News Release

REDWOOD CITY, Calif., July 23, 2020 /PRNewswire/ -- AcelRx Pharmaceuticals, Inc. (Nasdaq: ACRX), a specialty pharmaceutical company, today announced an agreement to market DSUVIA®, a sublingual opioid tablet in a single-dose applicator, within the dental and oral surgery markets in the United States exclusively through Zimmer Biomet's Dental division. The agreement expands the U.S. availability of the non-invasive, sublingual analgesic for use by dental healthcare professionals in medically supervised settings who currently use injectable opioids for surgical analgesia.

DSUVIA is indicated for use in adults in certified medically supervised healthcare settings for the management of acute pain severe enough to require an opioid analgesic, and for which alternative treatments are inadequate. DSUVIA manages acute pain during procedures with its unique pharmacokinetic profile, which avoids the high peak plasma levels and short duration of action observed with bolus IV administration. The single dosage-strength tablet administered sublingually mitigates potential clinical issues such as dosage miscalculations or IV administration challenges.

"We are proud to be partnering with Zimmer Biomet to provide DSUVIA as an option for acute pain management in adults during oral surgeries," said Vince Angotti, CEO of AcelRx Pharmaceuticals. "This strategic alliance with an established and reputable partner with a strong, solution-based sales network enables AcelRx to support dental professionals and their care of patients during the millions of oral surgeries in the United States each year. This partnership, together with other ongoing business development activities and the recent military Milestone C approval, are evidence of the continued execution on our strategy to build long-term value."

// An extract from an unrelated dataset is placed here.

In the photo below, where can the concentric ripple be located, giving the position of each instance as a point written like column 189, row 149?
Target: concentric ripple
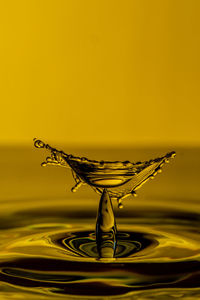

DSUVIA is expected to be available for order by certified dental and oral surgeons exclusively through Zimmer Biomet in the United States after satisfaction of applicable licensing requirements.

About DSUVIA (sufentanil sublingual tablet), 30 mcg
DSUVIA®, known as DZUVEO™ in Europe, approved by the FDA in November 2018, is indicated for use in adults in certified medically supervised healthcare settings, such as hospitals, surgical centers, and emergency departments, for the management of acute pain severe enough to require an opioid analgesic, and for which alternative treatments are inadequate. DSUVIA was designed to provide rapid analgesia via a non-invasive route and to eliminate dosing errors associated with intravenous (IV) administration. DSUVIA is a single-strength solid dosage form administered sublingually via a single-dose applicator (SDA) by healthcare professionals. Sufentanil is an opioid analgesic previously only marketed for IV and epidural anesthesia and analgesia. The sufentanil pharmacokinetic profile when delivered sublingually avoids the high peak plasma levels and short duration of action observed with IV administration. The European Commission approved DZUVEO for marketing in Europe in June 2018 and the Company is currently in discussions with potential European marketing partners. For more information, please visit www.DSUVIA.com.

LIMITATIONS OF USE
Not for home use or for use in children. Discontinue treatment with DSUVIA before patients leave the certified medically supervised healthcare setting. Not for use for more than 72 hours.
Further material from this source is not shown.